J'ai enfin lu la deuxième novella de P. Djèlí Clark. Et je me suis délecté, slurp !



Faut dire que l'ambiance uchronico-fantasyo-orientale a de la saveur. Mes neurones de l'imaginaire goutent ce mélange de saveurs d'histoire détournée, de contes des Mille et Une Nuits et de comics nappé de graines de polar. Dans ce monde, L Histoire a bifurqué quand un Égyptien a ouvert une brèche vers l'univers des djinns. Au début du 20ème siècle, l'Égypte a accepté leur collaboration, ce qui lui a permis un progrès technomagique impressionnant, suffisant pour renvoyer ces chers Européens de leur côté de la Méditerranée. Le progrès est également social, avec entre autres une laïcisation, en tout cas un desserrement de l'étau religieux sur les comportements et les mentalités.

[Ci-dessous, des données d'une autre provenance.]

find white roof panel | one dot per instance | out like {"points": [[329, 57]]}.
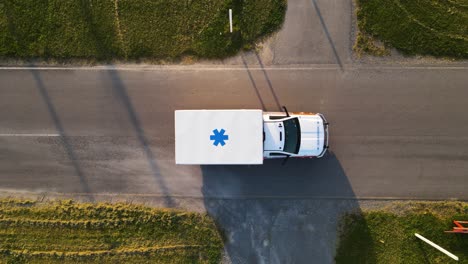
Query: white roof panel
{"points": [[219, 136]]}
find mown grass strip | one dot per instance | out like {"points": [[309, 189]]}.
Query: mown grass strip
{"points": [[133, 29], [68, 232], [387, 235], [417, 27]]}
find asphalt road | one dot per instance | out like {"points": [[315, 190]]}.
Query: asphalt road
{"points": [[394, 132], [397, 132]]}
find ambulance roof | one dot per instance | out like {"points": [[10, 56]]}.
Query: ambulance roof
{"points": [[218, 137]]}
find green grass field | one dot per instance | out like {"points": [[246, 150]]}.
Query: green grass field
{"points": [[66, 232], [133, 29], [417, 27], [387, 236]]}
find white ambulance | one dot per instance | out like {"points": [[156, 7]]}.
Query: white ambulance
{"points": [[247, 136]]}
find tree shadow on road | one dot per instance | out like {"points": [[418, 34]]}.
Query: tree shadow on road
{"points": [[41, 87], [124, 98], [279, 214]]}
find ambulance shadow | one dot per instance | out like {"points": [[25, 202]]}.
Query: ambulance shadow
{"points": [[281, 214]]}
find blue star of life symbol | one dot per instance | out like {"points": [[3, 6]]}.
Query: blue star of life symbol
{"points": [[219, 137]]}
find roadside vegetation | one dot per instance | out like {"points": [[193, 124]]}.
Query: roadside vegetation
{"points": [[68, 232], [387, 235], [133, 29], [414, 27]]}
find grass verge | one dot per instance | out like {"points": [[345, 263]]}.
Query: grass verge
{"points": [[417, 27], [68, 232], [105, 30], [387, 235]]}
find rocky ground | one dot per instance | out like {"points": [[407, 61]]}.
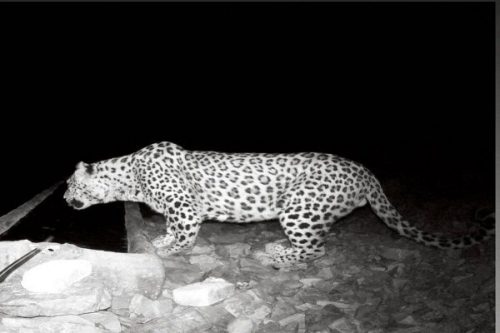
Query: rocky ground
{"points": [[370, 280]]}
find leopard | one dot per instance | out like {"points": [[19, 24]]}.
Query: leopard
{"points": [[307, 192]]}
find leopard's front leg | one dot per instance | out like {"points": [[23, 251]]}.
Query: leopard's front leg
{"points": [[182, 228]]}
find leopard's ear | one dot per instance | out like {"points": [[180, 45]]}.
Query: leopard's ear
{"points": [[84, 168]]}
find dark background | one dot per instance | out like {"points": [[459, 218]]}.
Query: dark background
{"points": [[406, 89]]}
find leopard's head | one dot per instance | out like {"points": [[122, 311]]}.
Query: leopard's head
{"points": [[86, 187]]}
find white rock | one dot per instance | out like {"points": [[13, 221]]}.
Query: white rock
{"points": [[240, 325], [237, 250], [208, 292], [202, 249], [56, 275]]}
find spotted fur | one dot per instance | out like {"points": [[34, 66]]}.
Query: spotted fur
{"points": [[306, 192]]}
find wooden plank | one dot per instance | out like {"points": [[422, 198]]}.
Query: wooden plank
{"points": [[13, 217]]}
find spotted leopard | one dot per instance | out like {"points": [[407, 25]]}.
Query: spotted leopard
{"points": [[306, 192]]}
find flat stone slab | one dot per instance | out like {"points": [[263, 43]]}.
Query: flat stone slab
{"points": [[208, 292], [120, 273], [88, 295]]}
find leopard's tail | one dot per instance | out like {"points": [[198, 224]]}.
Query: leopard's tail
{"points": [[391, 217]]}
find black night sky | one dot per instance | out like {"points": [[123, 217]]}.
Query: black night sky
{"points": [[405, 89]]}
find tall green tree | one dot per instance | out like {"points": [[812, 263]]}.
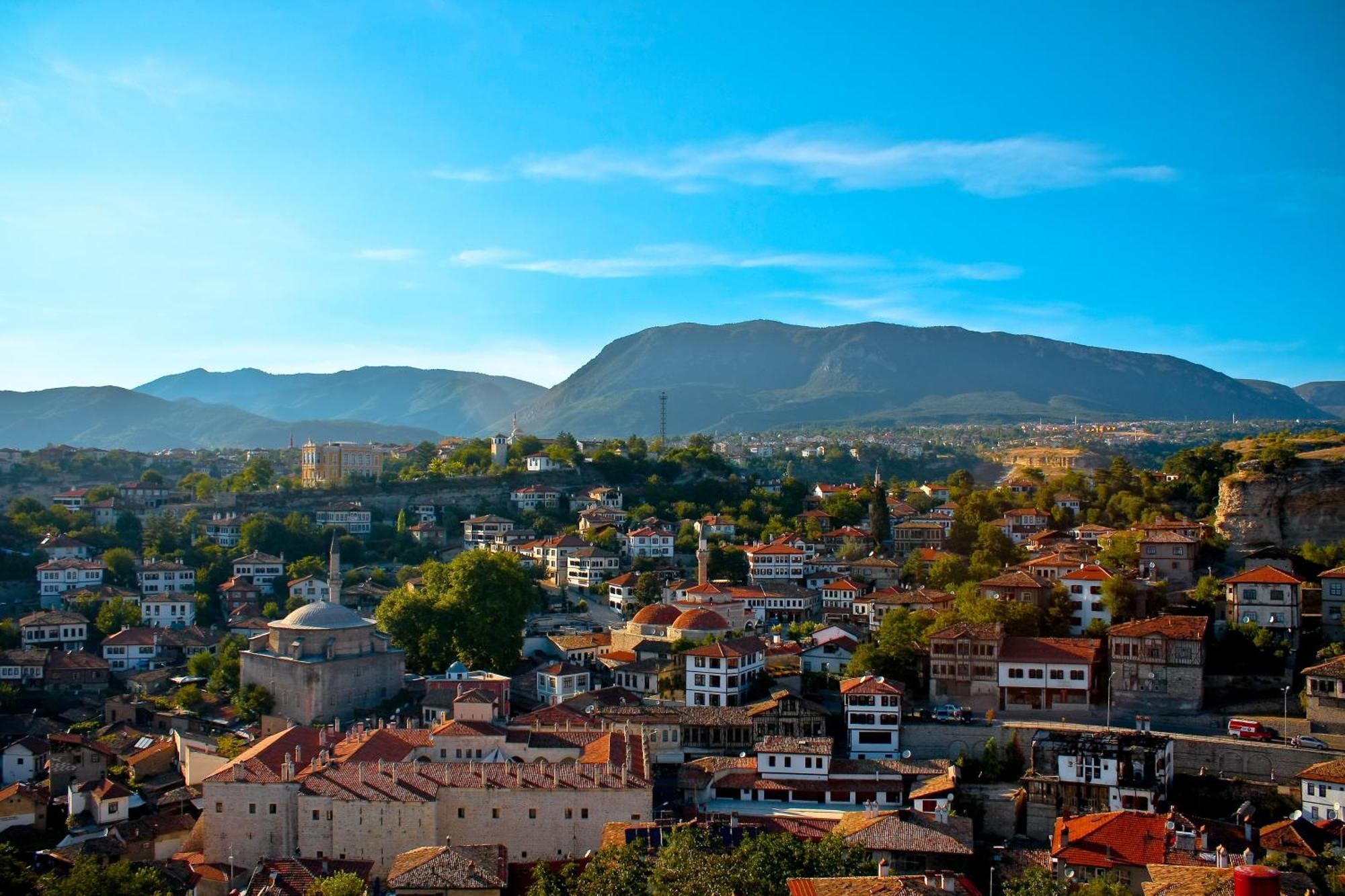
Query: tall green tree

Dans ce pays magipunk opère un organisme gouvernemental au nom marrant et à rallonge, chargé des crimes et autres malveillances surnaturelles. Le duo d'enquêteurs que l'on suit devrait faire du cinéma : le Jedi et son padawan. L'agent senior, Hamed, compte beaucoup sur son expérience et développe un petit côté je-sais-faire à la Achille Talon. Il prend souvent les surprises mâchoire ouverte mais il sait écouter et s'adapter. le jeune Onsi parait empoté au possible, accroché au règlement qu'il connait par coeur. Pourtant il possède des talents propres et surprendra plus d'une fois son mentor. Comme le dit le titre, ils doivent résoudre le mystère d'un tramway hanté (à noter que les tramway circulent dans les airs là-bas, vive les djinns !). Ce ne sera pas facile ; ils seront amenés à rencontrer des personnages proprement étonnants et, au passage, démantèleront un odieux trafic (dommage pour les dentistes, lol !). Le duo fonctionne à merveille et enrichit le récit d'un burlesque rafraichissant.

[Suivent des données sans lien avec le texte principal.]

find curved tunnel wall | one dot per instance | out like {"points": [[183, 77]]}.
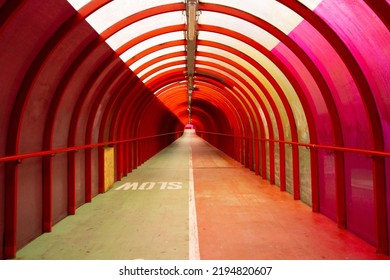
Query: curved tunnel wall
{"points": [[305, 104]]}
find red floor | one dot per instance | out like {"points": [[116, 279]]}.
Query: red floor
{"points": [[241, 216]]}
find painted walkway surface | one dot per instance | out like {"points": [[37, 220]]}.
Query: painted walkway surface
{"points": [[151, 214]]}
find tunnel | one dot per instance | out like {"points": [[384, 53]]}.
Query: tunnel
{"points": [[298, 92]]}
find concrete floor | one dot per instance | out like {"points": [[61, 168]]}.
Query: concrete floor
{"points": [[238, 215]]}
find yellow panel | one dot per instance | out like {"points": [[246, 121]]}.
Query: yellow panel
{"points": [[109, 167]]}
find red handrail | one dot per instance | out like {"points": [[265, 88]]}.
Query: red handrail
{"points": [[307, 145], [20, 157]]}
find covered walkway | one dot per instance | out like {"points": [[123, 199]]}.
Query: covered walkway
{"points": [[149, 215]]}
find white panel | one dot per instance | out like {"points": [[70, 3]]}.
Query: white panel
{"points": [[238, 25], [152, 42], [144, 26], [154, 55], [268, 10]]}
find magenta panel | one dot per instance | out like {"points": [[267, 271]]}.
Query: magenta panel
{"points": [[369, 41], [354, 122], [360, 196]]}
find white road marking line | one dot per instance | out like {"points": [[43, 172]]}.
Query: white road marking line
{"points": [[193, 225]]}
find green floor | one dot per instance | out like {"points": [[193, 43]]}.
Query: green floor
{"points": [[144, 216]]}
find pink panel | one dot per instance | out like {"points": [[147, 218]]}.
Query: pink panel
{"points": [[354, 122], [369, 41]]}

Mais l'enquête recoupe un thème social qui me semble l'un des favoris de l'auteur : le combat des femmes pour l'égalité. L'histoire prend place à un moment où des associations de suffragettes manifestent pour le droit de vote. On pourrait s'attendre à une levée de boucliers, mais en fait non. Les esprits sont sacrément ouverts. L'auteur parvient à mêler habilement son thème aux ressorts de l'intrigue et la construction coule comme de l'eau.



Bref j'en redemande. J'espère que P. Djèlí Clark inventera d'autres enquêtes pour notre duo de choc. Le court roman publié ensuite – Ring Shout – nous renvoie en Amérique. Peut-être dans le roman le maître des djinns…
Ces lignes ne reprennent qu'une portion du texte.